I don't agree with the monarchy, says Elizabeth I actress Lily Cole
The model, actress and entrepreneur has shared her views on the royals.
Lily Cole said she does not agree with the monarchy, despite playing a royal in a new TV series.
The actress and model, who stars in Elizabeth I: Battle for the Throne as the Tudor monarch, said the institution of a royal family is not the “fault” of those who happen to be born into it.
Lily, 29, told Radio Times: “It’s not their fault they were born into these positions.
“And I’m sure it brings them complications and difficulties as well as a lot of benefits. But the institution connects us to a feudal age of hierarchy and power through birthright.”
She added: “Fundamentally, I don’t agree with it.”
Lily, who rose to fame as a model in her teens and has a double first in the history of art from King’s College, Cambridge, said her only knowledge of Elizabeth I was from paintings and that her appearance was part of the attraction of taking on the role.
She said: “The only real knowledge I had of Elizabeth prior to doing this was through the contemporary portraits.
“So in many ways the attraction was through her image, not just the paintings themselves but the image in our imagination of Elizabeth as an almost mythological part of English history.”
Channel 5′s docu-drama series Elizabeth I: Battle for the Throne tells the story of her time on the throne from 1558 until her death in 1603.

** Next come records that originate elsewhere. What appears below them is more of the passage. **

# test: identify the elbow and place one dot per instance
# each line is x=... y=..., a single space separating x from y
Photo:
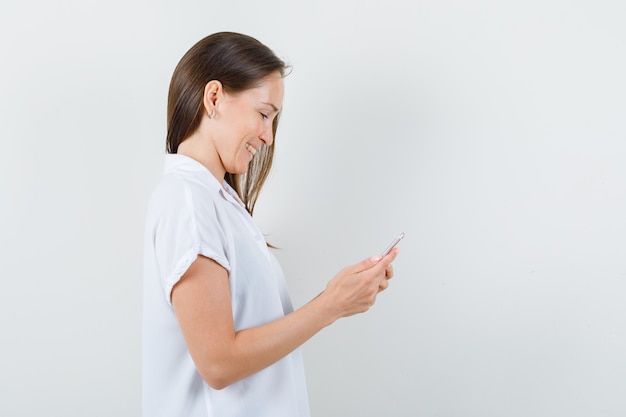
x=218 y=377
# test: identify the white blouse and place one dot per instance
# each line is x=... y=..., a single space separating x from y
x=191 y=213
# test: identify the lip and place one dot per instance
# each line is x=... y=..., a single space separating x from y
x=252 y=149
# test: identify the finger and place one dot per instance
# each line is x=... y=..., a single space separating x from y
x=385 y=262
x=389 y=272
x=364 y=265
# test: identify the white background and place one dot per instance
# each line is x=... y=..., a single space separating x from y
x=492 y=132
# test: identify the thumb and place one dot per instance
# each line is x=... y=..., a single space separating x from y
x=365 y=264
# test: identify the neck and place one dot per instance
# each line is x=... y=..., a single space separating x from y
x=203 y=152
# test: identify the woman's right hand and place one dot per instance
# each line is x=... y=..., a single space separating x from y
x=355 y=288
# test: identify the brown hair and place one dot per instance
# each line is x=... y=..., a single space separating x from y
x=239 y=62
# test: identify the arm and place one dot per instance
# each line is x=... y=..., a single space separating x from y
x=201 y=300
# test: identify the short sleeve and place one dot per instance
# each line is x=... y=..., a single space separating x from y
x=178 y=237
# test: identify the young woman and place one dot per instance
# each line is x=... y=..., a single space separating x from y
x=220 y=335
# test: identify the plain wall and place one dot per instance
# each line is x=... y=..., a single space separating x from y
x=492 y=133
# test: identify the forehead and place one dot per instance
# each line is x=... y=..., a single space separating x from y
x=269 y=90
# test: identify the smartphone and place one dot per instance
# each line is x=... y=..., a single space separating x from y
x=392 y=245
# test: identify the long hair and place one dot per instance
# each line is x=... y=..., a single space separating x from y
x=239 y=62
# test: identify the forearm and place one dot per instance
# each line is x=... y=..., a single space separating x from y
x=254 y=349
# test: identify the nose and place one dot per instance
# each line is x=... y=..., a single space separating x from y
x=267 y=135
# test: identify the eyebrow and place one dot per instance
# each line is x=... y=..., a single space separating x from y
x=273 y=107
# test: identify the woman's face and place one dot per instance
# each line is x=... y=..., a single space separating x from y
x=244 y=122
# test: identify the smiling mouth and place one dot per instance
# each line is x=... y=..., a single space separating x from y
x=251 y=149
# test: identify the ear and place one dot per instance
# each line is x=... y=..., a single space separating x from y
x=212 y=91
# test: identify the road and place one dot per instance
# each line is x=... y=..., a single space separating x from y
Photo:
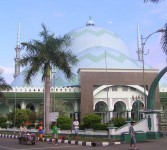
x=12 y=144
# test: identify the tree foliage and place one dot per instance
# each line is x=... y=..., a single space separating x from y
x=45 y=54
x=90 y=120
x=3 y=86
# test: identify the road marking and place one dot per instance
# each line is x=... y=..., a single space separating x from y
x=38 y=148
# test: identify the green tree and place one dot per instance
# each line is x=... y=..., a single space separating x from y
x=42 y=55
x=3 y=86
x=90 y=120
x=59 y=106
x=64 y=122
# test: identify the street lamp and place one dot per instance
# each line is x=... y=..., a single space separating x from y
x=137 y=100
x=143 y=43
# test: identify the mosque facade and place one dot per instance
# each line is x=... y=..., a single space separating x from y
x=107 y=80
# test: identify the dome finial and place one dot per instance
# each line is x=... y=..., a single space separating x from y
x=90 y=22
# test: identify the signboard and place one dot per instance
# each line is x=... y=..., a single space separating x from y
x=53 y=116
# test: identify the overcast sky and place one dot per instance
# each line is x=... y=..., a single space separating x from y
x=62 y=16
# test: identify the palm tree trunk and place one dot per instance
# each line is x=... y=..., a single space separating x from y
x=47 y=102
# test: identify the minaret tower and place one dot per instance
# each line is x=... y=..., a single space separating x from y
x=139 y=45
x=17 y=49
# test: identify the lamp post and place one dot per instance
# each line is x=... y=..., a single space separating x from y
x=143 y=43
x=137 y=100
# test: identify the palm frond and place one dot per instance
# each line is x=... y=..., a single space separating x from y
x=164 y=40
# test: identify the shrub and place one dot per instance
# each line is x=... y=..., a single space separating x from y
x=100 y=126
x=64 y=122
x=118 y=121
x=4 y=125
x=90 y=120
x=3 y=119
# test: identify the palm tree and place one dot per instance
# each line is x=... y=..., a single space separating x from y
x=42 y=55
x=3 y=86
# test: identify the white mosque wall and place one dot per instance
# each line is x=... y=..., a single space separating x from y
x=110 y=98
x=41 y=89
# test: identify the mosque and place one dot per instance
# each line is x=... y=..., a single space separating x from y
x=107 y=80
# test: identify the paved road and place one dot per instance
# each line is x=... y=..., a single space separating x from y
x=12 y=144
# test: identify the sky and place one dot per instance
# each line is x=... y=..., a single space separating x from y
x=62 y=16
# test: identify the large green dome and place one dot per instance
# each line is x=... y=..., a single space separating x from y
x=94 y=46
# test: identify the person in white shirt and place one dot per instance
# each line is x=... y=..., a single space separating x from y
x=22 y=130
x=76 y=127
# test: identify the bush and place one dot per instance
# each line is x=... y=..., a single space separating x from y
x=64 y=122
x=4 y=125
x=3 y=119
x=90 y=120
x=118 y=121
x=100 y=126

Lily expressed her support for the Green Party ahead of the forthcoming General Election.
She said, of the party’s joint leader: “I think Caroline Lucas is awesome.”
But when asked if it is easier for people with more money to care about the environment, Lily said: “You don’t know how much money I have.
“Nobody knows how much money I have. It’s not something that we generally know about each other, so there’s always an assumption there.”
Lily said she feels a bit of “guilt” about her success.
“I think it’s inevitable; it’s a kind of unfortunate symptom,” she added.
“I’ve being trying to teach myself to not feel guilty all the time, because I think it’s a pretty useless emotion.
“As soon as you start becoming aware of the negative consequences of choices you’re making, you feel guilty – ‘Oh, I wish I’d done that’ or ‘I made the wrong choice there’.”